Supabase Realtime - When It Works, It's Great; When It Breaks, Good Luck

How Supabase Realtime Actually Works

Supabase Realtime is an Elixir cluster that syncs data over WebSockets. Built on Phoenix Framework, it can supposedly handle millions of connections across regions. Works great in demos, flaky as hell in production.

Supabase Realtime Architecture

WebSocket Real-time Communication

WebSocket Broadcasting Pattern

Phoenix Channels handle the pub/sub stuff using Elixir processes. Messages supposedly take the shortest path between regions - when it works. Sometimes your Singapore users get routed through Virginia for no fucking reason.

Core Components

Phoenix Channels run the messaging using Phoenix.PubSub. Works fine until it doesn't.

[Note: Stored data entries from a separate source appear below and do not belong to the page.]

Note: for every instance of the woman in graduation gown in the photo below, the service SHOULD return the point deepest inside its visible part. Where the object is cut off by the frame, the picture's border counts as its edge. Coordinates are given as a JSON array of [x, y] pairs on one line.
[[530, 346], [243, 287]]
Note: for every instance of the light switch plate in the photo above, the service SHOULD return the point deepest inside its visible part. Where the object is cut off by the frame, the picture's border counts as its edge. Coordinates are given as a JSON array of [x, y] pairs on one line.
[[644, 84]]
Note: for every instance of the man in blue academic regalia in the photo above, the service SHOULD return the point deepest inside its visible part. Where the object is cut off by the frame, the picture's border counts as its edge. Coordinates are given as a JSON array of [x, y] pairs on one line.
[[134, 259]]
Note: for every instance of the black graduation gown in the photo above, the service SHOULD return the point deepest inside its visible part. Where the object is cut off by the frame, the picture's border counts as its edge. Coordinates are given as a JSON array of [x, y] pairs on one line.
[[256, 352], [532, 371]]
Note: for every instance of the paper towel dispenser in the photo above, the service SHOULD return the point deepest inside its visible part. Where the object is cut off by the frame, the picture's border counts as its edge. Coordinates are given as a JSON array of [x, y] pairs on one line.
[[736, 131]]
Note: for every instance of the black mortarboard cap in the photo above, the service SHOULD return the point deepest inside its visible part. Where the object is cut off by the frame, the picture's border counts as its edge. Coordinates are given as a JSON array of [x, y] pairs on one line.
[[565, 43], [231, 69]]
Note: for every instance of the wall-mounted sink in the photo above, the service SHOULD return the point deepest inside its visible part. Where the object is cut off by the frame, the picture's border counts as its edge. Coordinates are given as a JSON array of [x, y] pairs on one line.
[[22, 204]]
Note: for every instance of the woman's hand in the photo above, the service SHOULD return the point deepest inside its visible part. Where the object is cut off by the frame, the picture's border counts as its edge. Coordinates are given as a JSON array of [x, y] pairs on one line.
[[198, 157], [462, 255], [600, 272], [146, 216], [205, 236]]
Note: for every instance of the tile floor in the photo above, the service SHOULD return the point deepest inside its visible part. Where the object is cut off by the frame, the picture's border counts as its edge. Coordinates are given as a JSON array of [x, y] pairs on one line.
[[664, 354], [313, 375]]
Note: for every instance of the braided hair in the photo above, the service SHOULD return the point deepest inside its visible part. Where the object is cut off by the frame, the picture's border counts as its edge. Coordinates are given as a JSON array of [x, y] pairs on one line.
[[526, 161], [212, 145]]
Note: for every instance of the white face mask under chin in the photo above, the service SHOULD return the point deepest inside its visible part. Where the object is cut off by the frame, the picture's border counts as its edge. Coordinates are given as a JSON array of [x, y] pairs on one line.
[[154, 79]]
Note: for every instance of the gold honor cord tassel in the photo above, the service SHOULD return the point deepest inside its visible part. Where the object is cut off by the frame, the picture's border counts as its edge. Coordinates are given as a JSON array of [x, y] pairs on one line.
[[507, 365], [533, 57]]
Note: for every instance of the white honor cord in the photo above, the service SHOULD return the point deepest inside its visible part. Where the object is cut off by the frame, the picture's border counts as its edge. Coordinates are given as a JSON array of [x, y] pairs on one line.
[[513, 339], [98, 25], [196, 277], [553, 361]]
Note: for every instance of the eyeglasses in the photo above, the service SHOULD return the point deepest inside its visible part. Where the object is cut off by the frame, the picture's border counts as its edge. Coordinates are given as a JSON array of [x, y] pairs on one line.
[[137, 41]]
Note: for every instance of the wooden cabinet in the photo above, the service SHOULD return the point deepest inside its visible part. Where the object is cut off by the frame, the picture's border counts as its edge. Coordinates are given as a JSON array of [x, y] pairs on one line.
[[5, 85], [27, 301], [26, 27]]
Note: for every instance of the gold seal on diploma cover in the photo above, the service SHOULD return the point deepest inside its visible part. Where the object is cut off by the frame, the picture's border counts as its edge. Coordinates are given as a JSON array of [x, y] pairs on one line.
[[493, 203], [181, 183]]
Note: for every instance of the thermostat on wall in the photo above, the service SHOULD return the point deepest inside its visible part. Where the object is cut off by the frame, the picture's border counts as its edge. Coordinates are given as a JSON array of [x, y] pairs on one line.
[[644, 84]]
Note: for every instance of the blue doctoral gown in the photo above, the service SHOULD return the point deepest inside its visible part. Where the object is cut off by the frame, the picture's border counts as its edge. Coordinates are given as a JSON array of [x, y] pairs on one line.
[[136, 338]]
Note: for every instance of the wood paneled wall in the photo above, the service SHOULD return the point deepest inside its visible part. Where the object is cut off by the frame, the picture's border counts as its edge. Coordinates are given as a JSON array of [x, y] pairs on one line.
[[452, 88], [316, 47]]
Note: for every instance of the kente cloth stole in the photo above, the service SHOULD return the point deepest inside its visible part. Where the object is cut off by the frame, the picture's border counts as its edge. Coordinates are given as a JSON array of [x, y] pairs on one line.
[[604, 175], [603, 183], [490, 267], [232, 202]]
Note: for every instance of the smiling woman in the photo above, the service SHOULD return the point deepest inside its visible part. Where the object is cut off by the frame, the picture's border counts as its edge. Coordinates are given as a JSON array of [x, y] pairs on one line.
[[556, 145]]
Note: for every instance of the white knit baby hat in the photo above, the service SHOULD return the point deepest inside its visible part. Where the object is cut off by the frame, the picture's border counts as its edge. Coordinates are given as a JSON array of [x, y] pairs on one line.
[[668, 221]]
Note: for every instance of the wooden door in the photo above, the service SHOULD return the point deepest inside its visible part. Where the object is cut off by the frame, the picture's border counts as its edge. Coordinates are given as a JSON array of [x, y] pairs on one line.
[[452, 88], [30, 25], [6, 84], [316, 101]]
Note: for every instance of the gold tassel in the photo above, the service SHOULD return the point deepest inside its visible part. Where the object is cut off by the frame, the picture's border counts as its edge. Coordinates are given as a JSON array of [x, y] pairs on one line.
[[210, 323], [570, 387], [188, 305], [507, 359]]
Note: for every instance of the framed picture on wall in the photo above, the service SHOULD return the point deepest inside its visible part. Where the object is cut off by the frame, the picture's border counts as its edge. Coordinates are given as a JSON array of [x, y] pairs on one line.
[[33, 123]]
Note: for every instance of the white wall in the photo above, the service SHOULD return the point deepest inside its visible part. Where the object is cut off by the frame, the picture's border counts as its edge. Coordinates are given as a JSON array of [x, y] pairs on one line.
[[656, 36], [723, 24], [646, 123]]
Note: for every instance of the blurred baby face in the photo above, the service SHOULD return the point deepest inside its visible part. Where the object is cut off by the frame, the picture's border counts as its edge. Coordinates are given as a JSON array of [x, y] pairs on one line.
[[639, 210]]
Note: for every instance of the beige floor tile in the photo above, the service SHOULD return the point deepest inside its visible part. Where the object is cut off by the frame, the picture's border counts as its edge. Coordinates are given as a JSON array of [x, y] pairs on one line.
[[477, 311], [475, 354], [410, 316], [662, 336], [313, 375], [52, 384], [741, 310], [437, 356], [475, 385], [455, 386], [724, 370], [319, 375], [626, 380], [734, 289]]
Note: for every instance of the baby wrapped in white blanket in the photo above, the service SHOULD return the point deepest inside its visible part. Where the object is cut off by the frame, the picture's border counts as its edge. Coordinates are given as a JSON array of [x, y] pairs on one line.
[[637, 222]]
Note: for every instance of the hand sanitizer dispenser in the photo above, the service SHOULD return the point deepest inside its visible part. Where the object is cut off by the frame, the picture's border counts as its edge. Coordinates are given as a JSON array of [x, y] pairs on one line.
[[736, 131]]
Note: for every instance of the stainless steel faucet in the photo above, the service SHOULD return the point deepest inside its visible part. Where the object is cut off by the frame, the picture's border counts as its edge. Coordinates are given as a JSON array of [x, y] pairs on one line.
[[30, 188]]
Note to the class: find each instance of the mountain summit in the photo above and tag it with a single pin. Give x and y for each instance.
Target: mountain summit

Global state sync supposedly keeps presence data consistent across regions. In reality, ghost users pile up like digital zombies and your "online users" count becomes meaningless.

Database integration streams changes from PostgreSQL's WAL through replication slots. When your database gets hammered, WAL replication lags like hell and your "real-time" updates turn into "whenever-the-fuck-they-feel-like-it" updates.

Broadcast from Database (2025 Update)

The latest Broadcast from Database feature sends messages when database changes happen. Creates a partitioned realtime.messages table that publishes changes over WebSockets. Built-in authorization through RLS policies actually works.

Messages get purged after 3 days by dropping partitions - at least that part doesn't require manual cleanup.

Fault-tolerant my ass. Here's what actually breaks in production:

When Realtime Breaks (And It Will)

The "fault-tolerant" system still fails in predictable ways. I've debugged all of these at 3am:

Connection Pool Death Spiral: During traffic spikes, connection pools get exhausted and new WebSocket connections start timing out. Your users get the dreaded "connection failed" error with zero useful context. The solution? Restart everything and pray.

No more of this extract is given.